We know there is more in the pipeline and with the addition of 25 new prosecutors and a focus on corporate prosecutions, more cases are coming. Trust me. The days of a less than $10 million resolution for violation of trade sanctions or export controls are over.
Chief compliance officers along with their trade compliance colleagues have to inform their boards and senior executives that this is a direct and immediate threat. In response, companies need to go back to basics – review, refresh and enhance their trade compliance programs.

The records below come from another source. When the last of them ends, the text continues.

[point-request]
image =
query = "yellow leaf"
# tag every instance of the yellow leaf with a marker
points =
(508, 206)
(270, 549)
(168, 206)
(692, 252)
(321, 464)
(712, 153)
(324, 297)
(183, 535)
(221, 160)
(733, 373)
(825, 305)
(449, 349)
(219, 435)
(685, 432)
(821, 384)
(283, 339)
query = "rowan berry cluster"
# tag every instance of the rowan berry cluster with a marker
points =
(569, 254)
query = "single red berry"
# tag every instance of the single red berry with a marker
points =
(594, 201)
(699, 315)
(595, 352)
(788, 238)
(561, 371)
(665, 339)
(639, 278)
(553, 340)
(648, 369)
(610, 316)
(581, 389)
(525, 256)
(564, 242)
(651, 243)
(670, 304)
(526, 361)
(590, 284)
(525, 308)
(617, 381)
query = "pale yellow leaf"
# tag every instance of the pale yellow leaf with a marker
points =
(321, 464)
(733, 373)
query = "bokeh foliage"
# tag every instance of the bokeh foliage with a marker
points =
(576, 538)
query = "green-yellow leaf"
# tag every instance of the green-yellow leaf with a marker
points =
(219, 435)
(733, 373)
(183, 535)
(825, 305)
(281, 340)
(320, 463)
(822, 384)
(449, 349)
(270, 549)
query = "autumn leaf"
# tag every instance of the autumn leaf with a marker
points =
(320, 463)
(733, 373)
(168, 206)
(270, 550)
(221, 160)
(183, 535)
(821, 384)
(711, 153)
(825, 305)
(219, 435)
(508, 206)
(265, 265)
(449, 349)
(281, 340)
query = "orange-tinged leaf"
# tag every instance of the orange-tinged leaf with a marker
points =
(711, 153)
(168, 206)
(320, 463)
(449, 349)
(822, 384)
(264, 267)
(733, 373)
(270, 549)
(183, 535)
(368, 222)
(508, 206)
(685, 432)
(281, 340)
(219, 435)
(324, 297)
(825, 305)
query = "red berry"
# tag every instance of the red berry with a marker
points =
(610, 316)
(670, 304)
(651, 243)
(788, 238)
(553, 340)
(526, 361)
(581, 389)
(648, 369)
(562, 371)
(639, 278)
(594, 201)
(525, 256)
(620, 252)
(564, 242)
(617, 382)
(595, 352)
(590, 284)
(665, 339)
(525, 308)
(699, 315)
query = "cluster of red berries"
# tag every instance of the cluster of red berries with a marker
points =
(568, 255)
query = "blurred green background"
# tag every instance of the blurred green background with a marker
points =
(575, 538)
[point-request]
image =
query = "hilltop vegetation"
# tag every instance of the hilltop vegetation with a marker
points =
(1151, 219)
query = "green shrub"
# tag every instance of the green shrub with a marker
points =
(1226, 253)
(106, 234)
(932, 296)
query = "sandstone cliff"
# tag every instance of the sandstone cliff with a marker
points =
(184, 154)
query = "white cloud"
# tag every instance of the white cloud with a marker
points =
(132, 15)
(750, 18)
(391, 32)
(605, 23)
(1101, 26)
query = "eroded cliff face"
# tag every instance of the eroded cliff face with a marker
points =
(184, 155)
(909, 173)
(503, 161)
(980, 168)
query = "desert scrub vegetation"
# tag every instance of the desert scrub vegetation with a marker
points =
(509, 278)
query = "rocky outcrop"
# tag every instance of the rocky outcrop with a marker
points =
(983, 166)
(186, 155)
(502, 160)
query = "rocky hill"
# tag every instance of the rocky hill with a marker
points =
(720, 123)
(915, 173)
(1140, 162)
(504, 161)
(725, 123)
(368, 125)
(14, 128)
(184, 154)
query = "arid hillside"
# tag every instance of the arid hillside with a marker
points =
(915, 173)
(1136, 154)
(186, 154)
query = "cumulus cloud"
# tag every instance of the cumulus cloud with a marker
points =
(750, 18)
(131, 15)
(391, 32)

No more excuses.
As a starting point, OFAC issued important guidance in 2019, focusing on five elements of an effective sanctions compliance program: (1) Management Commitment; (2) Risk Assessment; (3) Internal Controls; (4) Testing & Audit; and (5) Training.
Each element includes important factors:
(1) Management Commitment:
- Actions and communications concerning the importance of sanctions compliance;
- Board or senior management approval of a trade compliance policy;
- Regular and periodic in-person reporting with sanctions compliance officer(s) and relevant team members;
- Company-wide awareness and full integration of sanctions compliance controls and scope of operation; and
- Assignment of a trade compliance officer (with requisite experience, authority and position in the organization) as part of a trade compliance function that includes adequate resources (human capital, expertise, Information technology and other resources) needed to ensure effectiveness.
(2) Risk Assessment:
- Holistic review of the organization from top-to-bottom and assess its touchpoints to the outside world;
- Subjects: clients and customers; products and services; supply chain; intermediaries and counter-parties; transactions; locations; and potential mergers and acquisitions.
- Risk factors: Prohibited persons, entities and countries; Foreign Government ownership; Application of 50 percent rule; and Geographic risk factor.
(3) Internal Controls:
- Operationalization of sanctions compliance policies and procedures in day-to-day activities;
- Written policies and procedures tailored to risk assessment;
- Process to identify, interdict, escalate, resolve and document compliance activities;
- Monitor, intervene and audit policies and procedures;
- Implement technology solution (document selection, calibration and routine testing); and
- Communicate policies and procedures to all relevant internal and external staff (e.g. business units which interact with customers, vendors/suppliers)
(4) Testing & Audit
- Testing or audit function, which is independent, accountable to senior management, and has sufficient authority, skills, expertise, resources, and authority within the organization;
- Comprehensive and objective” testing and assessment of the organization’s risk assessment and internal controls to identify program weaknesses, and remediate; and
- Quarterly audits (sampling as appropriate) to ensure compliance with risk management controls, due diligence of customers and third parties, which consists of screening and independent research, and end-user verification and documentation procedures.
(5) Training
- A training program should be tailored to an entity’s risk profile and all appropriate employees and stakeholders; and
- Companies have to conduct (at least) annual training for relevant employees and personnel on a periodic basis.